In an unpublished book manuscript, ''The Propertied Self: Wealth, Progress, and Human Nature'',〔http://sites.google.com/site/brianjmcveigh/home〕 McVeigh explores the political implications of a Jaynesian psychology, arguing that economic policies must take into account changes in psyche. This is related to his call for a “stratigraphic psychology” that acknowledges radical changes in human psyche by incorporating evolutionary psychology findings while steering clear of simplistic cultural evolutionism.

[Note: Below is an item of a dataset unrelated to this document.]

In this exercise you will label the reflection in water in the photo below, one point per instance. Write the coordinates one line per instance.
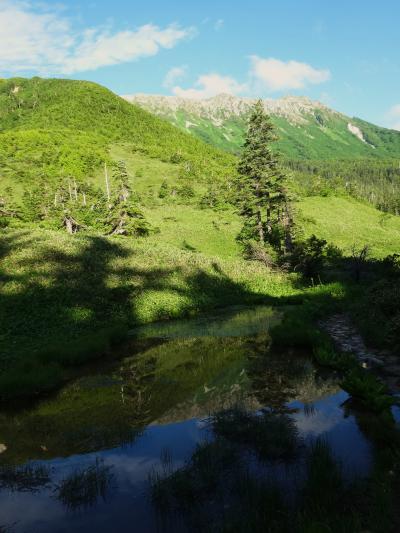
(110, 428)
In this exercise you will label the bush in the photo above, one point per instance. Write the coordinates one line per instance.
(310, 257)
(368, 390)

He is also researching the history of Japanese psychology in an effort to illustrate global shifts in nineteenth-century definitions of human nature that resonate with the emergence of the independent citizen as the building block of national state construction, the autonomous producer and consumer of economic liberalism, the “inward turn” to a privileged protagonist in art, and the individualized subject as the crucial unit of analysis in academic psychology.